Podemos llegó hasta las más altas cotas de su relevancia política con su acuerdo de Gobierno con el PSOE en 2019, sin duda gracias a la apremiante necesidad de Pedro Sánchez y ya entonces estaba claro que a aquella alianza hubo sectores socialistas que llegaron tapándose la nariz. Está claro, también, que buena parte de los logros sociales establecidos por aquel Gobierno progresista lo fueron por impulso de Podemos. También está claro que ese Gobierno se sostuvo entre tensiones, reproches y sonados desencuentros dada la tendencia de Podemos a lavar en público los trapos sucios.

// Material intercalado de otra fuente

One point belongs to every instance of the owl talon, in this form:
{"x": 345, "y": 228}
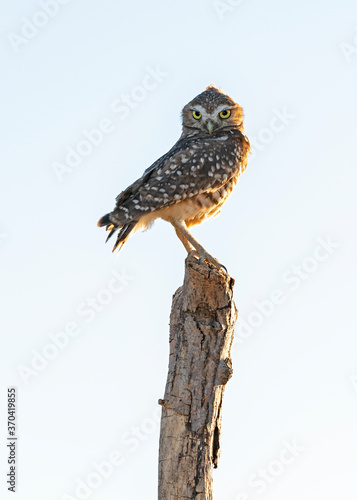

Avanzaban, cierto, las medidas progresistas, pero al mismo tiempo el líder de Podemos y vicepresidente Pablo Iglesias se desvinculaba del Gobierno, se producían nuevas escisiones en la formación y se erosionaba gravemente al Ejecutivo con las consecuencias indeseadas de la ley de sí es sí. Paralelamente, Yolanda Díaz, ministra de Trabajo integrada en el Gobierno a propuesta de Podemos, intentaba salvar la caída en picado de la formación promocionando una nueva alternativa de la izquierda, Sumar, en la que Podemos se integra a regañadientes.

Lo demás ya es sabido. Nuevo Gobierno de coalición PSOE-Sumar del que quedan apartadas las dos máximas representantes de Podemos, Irene Montero y Jone Belarra. Su no inclusión en los ministerios gestionados por Sumar les ha provocado una reacción desabrida, agresiva, por supuesto pública y sonada, que denotan un contradictorio apego al cargo propio de la “casta” tantas veces denostada por los herederos del 15-M.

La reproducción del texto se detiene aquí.